No cabe otra. Sin margen de error, el Murcia de Clemente se dirige, a 200 km/h y sin frenos, a la Segunda División, su lugar natural de estancia. En definitiva y aunque duela, su casa, nuestra casa. Para evitar dejar la mansión de la Primera, donde los cuadros de las grandes estrellas lucen esbeltos en las paredes y el lujo y el glamour hacen hasta del retrete un sitio agradable, hay que ir a ganar al Bernabeu.
Algunos dirán que un punto es importante. Lo es, no lo niego. Pero me aventuro a decir algo: si por un casual, mañana a alguno de los once valientes vestidos de grana se le encendiese la bombillita y acertara a meter esa pelotita que rueda y rueda entre los tres palos defendidos por Iker Casillas y eso significase ganar y por ende conseguir los tres puntos, el Real Murcia se quedará en Primera. Por tanto, si mañana ganamos al Madrid, nos acabaremos salvando. La inyección moral que supondría tal hazaña convertiría a nuestros fubolistas en superhéroes invencibles, más rápidos, más fuertes y más efectivos. Incluso proyectarían más sombra.

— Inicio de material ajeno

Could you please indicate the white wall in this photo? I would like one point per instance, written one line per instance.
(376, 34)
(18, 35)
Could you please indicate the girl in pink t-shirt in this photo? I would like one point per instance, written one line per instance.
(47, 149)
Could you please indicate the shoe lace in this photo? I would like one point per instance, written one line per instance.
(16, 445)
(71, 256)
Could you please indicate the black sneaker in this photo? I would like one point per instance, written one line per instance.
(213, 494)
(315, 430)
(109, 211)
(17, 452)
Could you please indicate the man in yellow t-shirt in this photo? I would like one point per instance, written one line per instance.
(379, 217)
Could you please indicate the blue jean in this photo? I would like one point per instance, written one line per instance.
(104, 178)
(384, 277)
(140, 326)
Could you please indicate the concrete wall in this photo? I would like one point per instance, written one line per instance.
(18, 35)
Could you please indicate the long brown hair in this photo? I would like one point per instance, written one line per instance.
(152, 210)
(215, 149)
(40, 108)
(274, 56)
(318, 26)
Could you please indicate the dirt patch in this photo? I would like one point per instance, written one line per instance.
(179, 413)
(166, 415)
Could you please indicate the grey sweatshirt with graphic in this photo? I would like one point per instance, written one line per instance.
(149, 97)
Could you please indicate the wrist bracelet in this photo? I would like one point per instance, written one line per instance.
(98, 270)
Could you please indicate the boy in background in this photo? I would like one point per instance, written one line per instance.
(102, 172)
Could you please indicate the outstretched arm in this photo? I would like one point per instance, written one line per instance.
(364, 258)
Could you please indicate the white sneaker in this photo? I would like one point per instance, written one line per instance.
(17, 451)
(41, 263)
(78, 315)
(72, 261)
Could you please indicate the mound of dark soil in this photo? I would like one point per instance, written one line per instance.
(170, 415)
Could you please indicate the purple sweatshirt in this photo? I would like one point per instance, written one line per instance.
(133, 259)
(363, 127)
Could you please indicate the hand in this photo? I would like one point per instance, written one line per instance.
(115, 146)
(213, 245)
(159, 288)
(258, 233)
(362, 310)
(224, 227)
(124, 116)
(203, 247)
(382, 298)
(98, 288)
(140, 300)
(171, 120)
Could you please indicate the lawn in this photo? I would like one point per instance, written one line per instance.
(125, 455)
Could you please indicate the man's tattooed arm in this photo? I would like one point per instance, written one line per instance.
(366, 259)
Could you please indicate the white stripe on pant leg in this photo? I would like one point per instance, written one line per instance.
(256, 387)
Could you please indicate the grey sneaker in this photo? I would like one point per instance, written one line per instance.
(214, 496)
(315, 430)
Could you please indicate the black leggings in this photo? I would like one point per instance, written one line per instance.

Al Bernabeu se va a ganar. No se va a ver qué sale, a verlas venir. No, hay que salir a morder, a luchar y a morir, sabiendo que está todo perdido, que ya no hay nada que perder, que tocaste fondo hace mucho tiempo y ahora sólo queda una: levantarse. Y qué mejor rival para hacerlo que el todopoderoso Real Madrid, líder destacado de la Liga.
Las bajas por contrato de Mejía y Pablo García (aunque este último está lesionado) no suponen un excesivo problema. Sin embargo, viajamos sin Iván Alonso al frente, ciertamente un poco desconcertados al saber que su tarjeta fue provocada. Es como pegarte un tiro en el pie, ya que el delantero uruguayo, santo y seña del Real Murcia C.F. (que debería quitarse el “C.F.” por “I.A.”, iniciales del charrúa) es, a día de hoy, el mejor jugador del equipo con mucha diferencia. También duele saber que de entre los jugadores descartados de la convocatoria se encuentra, junto a Baiano, el sevillano Abel Gómez. ¿Por qué, Clemente, por qué? ¿Por qué dejas en casa al único que puede surtir de balones peligrosos a Goitom? (Aquino aparte). Duele montarse en el autobús camino del Bernabeu sabiendo que dos de los tres hombres que mejor papel ofensivo pueden aportar se quedan despidiéndote con un pañuelo al viento.
Pero Javi, confiamos en ti. Confiamos en tu criterio. Ponemos a nuestro Murcia en tus manos. Aunque sea sin Iván y sin Abel, sálvalo. Si acaso, habla con tu vecino, ese que mañana se vestirá de negro aunque debajo lleve una camiseta blanca, el señor Iturralde González, y prométele ser jefe de escalera o algo. Porque mañana no son tres puntos. Son seis.